ZEZA AMARAL

A vergonha das chuteiras

Zeza Amaral
20/05/2013 às 20:25.
Atualizado em 25/04/2022 às 15:17

Já tive muitos medos na vida e quase todos se referem quando o adversário se posiciona para bater um escanteio. Escrevo isso — e a ideia se perde — quando Rildo cruza rasteiro para o William marcar o segundo gol contra o Penapolense. Uma hora e meia atrás perdi um texto completo por conta dessa tecnologia moderna — e William acaba de marcar o terceiro gol, de pênalti — e liguei para o Suporte pedindo ajuda.

O tempo não existe no mundo virtual e é tudo o que um time tem para vencer uma partida de noventa minutos.

No texto perdido, assim como se perde um pênalti, eu estava lembrando da Portuguesa Santista e do Jabaquara, os únicos times (e também o Santos) que não fazem parte do Interior paulista.

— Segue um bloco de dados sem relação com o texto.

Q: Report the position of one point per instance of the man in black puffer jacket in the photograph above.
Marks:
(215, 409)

Estava querendo dizer que a Federação Paulista de Futebol, assim como a crônica dita esportiva, não sabe nada de geografia. E bem os portugueses santistas acharam por bem fundar o seu próprio clube e não é por nada que um dos maiores sobrenomes brasileiros é o da Costa (que se refere ao litoral); e o segundo, Silva (que se refere aos portugueses que se embrenharam mata atlântica adentro, silva, silvícola, e que tanto bem fizeram para a miscigenação tupiniquim).

Mas não há como explicar isso aos nossos cartolas do futebol, pois que misturam suas vidas pessoais com os cofres de suas entidades e, o que é pior, com o dinheiro público.

No texto perdido também falava do Clube Atlético Ypiranga, onde meu pai jogou uns tempos na zaga, isso nos anos quarenta, e que desapareceu do futebol paulista ao ser rebaixado, em 1959, para a segunda divisão. Em um dos raros momentos em que o meu pai falava de futebol, ouvi dele que o Ypiranga tomou tal decisão porque tinha vergonha nas chuteiras.

Já vi Pelé e Garrincha jogarem; já vi Pepe fazendo gol de falta do meio de campo; vi Pitico não deixar Pelé jogar; e meu pai lamentava que não tinha visto Arthur Friedenreich jogar pelo seu mesmo Ypiranga, artilheiro do Campeonato Paulista de 1914 e 1917, mas bem tinha orgulho de ter conhecido o goleiro Barbosa, revelado no Ypiranga e injustiçado na Seleção Brasileira de 1950. Depois disso, meu pai era lacônico a respeito do futebol e dele meio que herdei as caneleiras de couro que usara na juventude para me proteger no futuro.

Encerro a crônica sem saber se a Ponte Preta ganhou ou não a Taça do Interior. E tampouco quero saber quem ganhou o Paulistão. Bom mesmo foi visitar a memória e nela encontrar, mais uma vez, o bom homem que foi o meu pai, agora sem as dores da saudade. Afinal, boa lembrança não é saudade; e saudade é coisa que dói demais.